Man Loses Appeal Of $20 Seatbelt Fine



IN THE COURT OF CRIMINAL APPEALS OF TENNESSEE AT NASHVILLE

Assigned on Briefs April 18, 2012

STATE OF TENNESSEE v. JAMES EVERETT FERRELL

Direct Appeal from the Circuit Court for Cannon County

No. 728 J. Mark Rogers, Judge

No. M2011-00870-CCA-R3-CD - Filed June 27, 2012

After a bench trial, the Cannon County Circuit Court convicted the appellant, James Everett Ferrell, of violating the seatbelt law, second offense, and fined him twenty dollars. On appeal, the appellant contends that the trial court lacked jurisdiction because the court tried his case without a warrant and because the citing officer did not file an affidavit of complaint. Based upon the record and the parties’ briefs, we affirm the judgment of the trial court.

Tenn. R. App. P. 3 Appeal as of Right; Judgment of the Circuit Court is Affirmed.

NORMA MCGEE OGLE, J., delivered the opinion of the Court, in which ALAN E. GLENN and ROGER A. PAGE, JJ., joined.

James Everett Ferrell, Morrison, Tennessee, pro se.

Robert E. Cooper, Jr., Attorney General and Reporter; Mark A. Fulks, Assistant Attorney General; and William C. Whitesell, Jr., District Attorney General, for the appellee, State of Tennessee.

OPINION
I. Factual Background
The record reflects that on November 27, 2010, the appellant was stopped and cited for violating the seatbelt law, second offense; failure to provide proof of insurance; and violating the child restraint law. On January 24, 2011, the Woodbury City Court found him guilty of the seatbelt violation, fined him twenty dollars, and dismissed the remaining charges. The appellant appealed to the Cannon County Circuit Court. After a bench trial, the Cannon County Circuit Court convicted him of violating the seatbelt law, second offense, and fined him twenty dollars.
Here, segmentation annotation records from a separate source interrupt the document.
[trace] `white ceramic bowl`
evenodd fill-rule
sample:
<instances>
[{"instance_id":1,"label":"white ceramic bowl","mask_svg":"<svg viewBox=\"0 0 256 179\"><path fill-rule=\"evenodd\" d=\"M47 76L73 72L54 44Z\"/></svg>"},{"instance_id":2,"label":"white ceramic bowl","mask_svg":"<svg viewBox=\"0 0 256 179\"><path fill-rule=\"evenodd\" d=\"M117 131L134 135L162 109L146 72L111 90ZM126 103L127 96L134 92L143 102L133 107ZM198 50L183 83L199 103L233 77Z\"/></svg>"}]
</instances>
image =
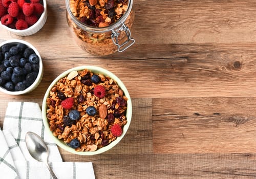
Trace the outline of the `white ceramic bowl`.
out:
<instances>
[{"instance_id":1,"label":"white ceramic bowl","mask_svg":"<svg viewBox=\"0 0 256 179\"><path fill-rule=\"evenodd\" d=\"M44 67L42 66L42 59L41 58L41 56L40 56L38 51L34 46L33 46L31 43L28 42L27 41L19 39L12 39L12 40L6 40L0 44L0 48L4 44L6 43L16 44L17 43L24 43L34 50L36 55L37 55L39 57L39 69L38 74L37 75L37 77L36 77L36 79L35 79L35 81L34 81L34 82L30 86L29 86L24 91L17 91L17 92L11 92L6 90L5 88L0 86L1 92L9 95L23 95L31 92L31 91L35 89L41 82L41 80L42 78L42 75L44 72Z\"/></svg>"},{"instance_id":2,"label":"white ceramic bowl","mask_svg":"<svg viewBox=\"0 0 256 179\"><path fill-rule=\"evenodd\" d=\"M13 34L19 36L29 36L36 33L42 28L47 20L48 13L46 0L43 0L43 4L45 9L41 15L41 16L35 24L30 26L28 29L24 30L13 29L2 25L0 21L1 27L3 27L4 29L7 30Z\"/></svg>"},{"instance_id":3,"label":"white ceramic bowl","mask_svg":"<svg viewBox=\"0 0 256 179\"><path fill-rule=\"evenodd\" d=\"M115 140L112 142L108 145L98 149L97 150L94 151L76 151L75 150L67 145L62 140L58 139L57 137L55 137L53 135L52 131L50 130L50 126L49 124L48 120L46 117L47 109L47 104L46 103L46 100L47 98L49 95L50 92L54 86L54 85L57 83L57 82L61 78L62 78L67 76L71 72L73 71L80 71L84 69L88 69L93 73L102 74L106 76L109 76L115 81L116 81L120 86L120 87L123 91L124 94L128 98L127 101L127 110L126 111L126 117L127 119L127 123L124 125L123 127L123 132L122 135L120 137L117 137ZM59 75L57 78L56 78L51 83L49 86L46 93L45 94L45 97L44 98L42 105L42 120L44 122L44 124L45 125L45 130L49 136L53 139L54 142L58 145L59 147L62 149L74 154L77 154L79 155L92 155L101 153L107 150L110 150L116 144L117 144L123 138L123 137L125 135L129 126L131 123L132 120L132 101L131 97L130 96L128 91L127 90L126 87L124 86L122 81L114 74L110 71L102 69L99 67L94 66L82 66L74 68L69 70L67 70L60 75Z\"/></svg>"}]
</instances>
The appellant timely appealed to this court, arguing that the Cannon County Circuit Court lacked jurisdiction because the court tried his case without a warrant and because the citing officer did not file an affidavit of complaint. The State filed a motion to dismiss, arguing that the record was inadequate for review. On January 4, 2012, this court filed an order, noting that the appellant failed to include a transcript of the bench trial in the record on appeal. Nevertheless, this court stated that the appeal “shall proceed on the record currently before the Court,” denied the State’s motion to dismiss “at this time,” and directed the State to file its responsive brief.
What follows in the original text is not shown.